Facility Focus (Auditorium/Performing Arts)
Wofford College: Rosalind Sallenger Richardson Center for the Arts
PHOTOS © 2017 DERRICK SIMPSON–MCMILLAN PAZDAN SMITH ARCHITECTURE
Wofford College’s Rosalind Sallenger Richardson Center for the Arts is designed to enhance the student experience of a private liberal arts campus while serving the larger community from the edge of downtown Spartanburg, SC. McMillan Pazdan Smith Architecture designed the 60,000-square-foot facility to house academic programs in theatre arts, visual arts, and art history, as well as a museum home for Wofford’s permanent collection.
Floor-to-ceiling glazing fills the art studios with natural light, creates openness, and connects with the outdoors. Two custom-made glass sculptures by internationally renowned artist Dale Chihuly grace both the campus entrance lobby and the public entrance lobby, creating an inspired atmosphere for the student gallery, performance hall, and permanent museum spaces. An outdoor sculpture garden and the artistic material choices of white brick and cast stone, metal with copper tones, and glass set the building off from the traditional architecture of the campus.
The 325-seat performance hall features a 2,600-square-foot stage with high-performance theatrical lighting, rigging, and audiovisual systems. Acoustic performance was studied through detailed angle-measurement models and is controlled by a highly adjustable acoustic baffle system. The adjacent 100-seat black box theater features a custom suspension grid and serves as a laboratory for set lighting design education. Dressing rooms, additional seminar classrooms, faculty offices, a costume design studio, and a scenery construction woodshop support the theaters’ purpose as a “teaching theater.”

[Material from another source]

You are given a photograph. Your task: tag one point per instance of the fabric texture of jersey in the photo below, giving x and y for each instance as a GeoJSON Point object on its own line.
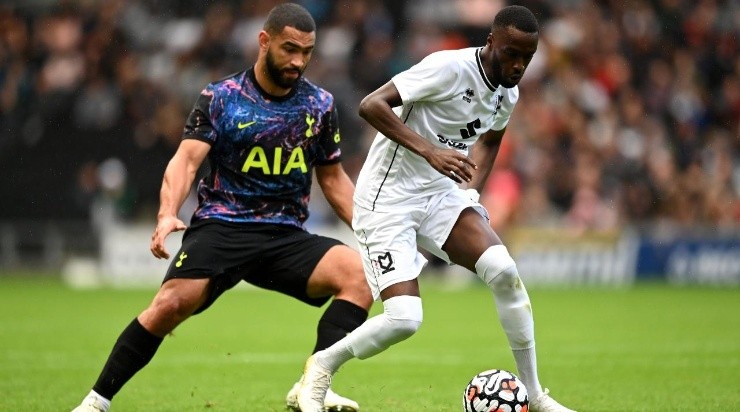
{"type": "Point", "coordinates": [263, 149]}
{"type": "Point", "coordinates": [388, 241]}
{"type": "Point", "coordinates": [448, 100]}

Housed in the same facility, the college’s newly launched Studio Art program is sized to accommodate 20-25 students at easels or drawing benches. The adjacent Ceramics Studio includes large work tables, potters’ wheels, and a kiln on the shared covered porch. Attention to fumes in the studios and temperature and humidity in the museum and art storage spaces required intense air quality protocols throughout the facility, including numerous dedicated units, tightly managed control systems, and careful attention to off-gassing of materials.